Definitely the hardest parts were the making of the appontment and the wait between doing that and actually seeing the therapist, the actual session wasn't too bad. My first session was at the counselling service at my University which involved a 2 week period between the making of the appointment and the appointment itself. That was quite hard for me because I get quite bad anticipatory anxiety. When it came to the date I remember lying in bed just feeling so crap and thinking that I was such a complete failure and screw up that I was going into therapy but fortunately I was able to overcome that and force myself to the appointment. Once there it was simply a matter of filling out some confidentiality forms and then after a pretty brief wait in the waiting room I was taken into the therapising room where I was therapised. For people who are too scared to go, all I can say is you've got to force yourself to do it, it was such a relief to get my emotions off my chest and to finally feel that there was a way out of my problems. They'll be able to give you some guidance, motivation and hopefully get you the right treatment.


----------



## supreme.mugwump (Mar 13, 2009)

Hey, good advice Mix  It's very true.


----------



## Happ2beme (Jul 13, 2009)

> I was taken into the therapising room where I was therapised.


You made my day.


----------



## Toad Licker (Nov 2, 2007)

I was extremely nervous at my first counselor appointment, I couldn't even look at her while talking.
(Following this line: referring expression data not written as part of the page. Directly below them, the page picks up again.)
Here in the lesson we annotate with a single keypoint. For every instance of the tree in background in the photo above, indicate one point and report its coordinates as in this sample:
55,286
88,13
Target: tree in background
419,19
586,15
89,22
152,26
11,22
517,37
It was one of the first things she asked me about, I told her how nervous I was and had a small panic attack. So for me it was pretty bad but I did survive it though it took years before I could really look at my counselor while talking with them.


----------



## timeout (Aug 29, 2009)

*first one*

My first session is next week i will have detailed post then I hope it helps I am sick of SA


----------



## supreme.mugwump (Mar 13, 2009)

timeout said:


> My first session is next week i will have detailed post then I hope it helps I am sick of SA


Good luck Timeout! Hope it goes well for you.


----------



## Alicia2009 (Aug 13, 2009)

Thanks for the insight. 
I was totally nervous about my upcoming therapy session. I watched clips on youtube and saw that people would have to go out and face their fears while the therapist evaluates them. Since seeing that, I have canceled my sessions twice already. Now I see that It is not so bad after all.


----------



## Steve123 (Sep 13, 2009)

Thank you for this, my first session is scheduled for next friday and I'm a bit nervous, but this has been good.


----------



## CosmicNeurotica (Sep 26, 2009)

I understand for the benefit of others who may be nervous and about to start their first session, but my first visit was negative and is the reason I never tried to go again for the last 9 years up to now. But I guess I won't give any details. 
I wish I could go back to that lady now though 9 years later so she could see how miserable I am.


----------



## Alexander XVII (Jan 10, 2010)

I had a similar experience with therapy, but I didn't start going because of Social Anxiety. In fact, I didn't even know that I had it until I had already been going for a while. Don't get me wrong, I mean I definitely showed signs, but I guess I always wrote them off as just being really shy... In any case, my first session seemed like the scariest thing in the world from about an hour beforehand until it started. I went with my parents the first time so my mother did most of the talking, and it didn't end up being so bad. Even the second session was fairly easy. It was the third when the silence started. The waiting before each one continued to be nerve-wracking up until very recently.


----------



## nemaiv (Jan 3, 2010)

My first session was pleasant but way too short. It was a months waiting time before I actually saw the therapist/social worker after making the initial appointment. So by the time I actually went I just wanted to get it over with.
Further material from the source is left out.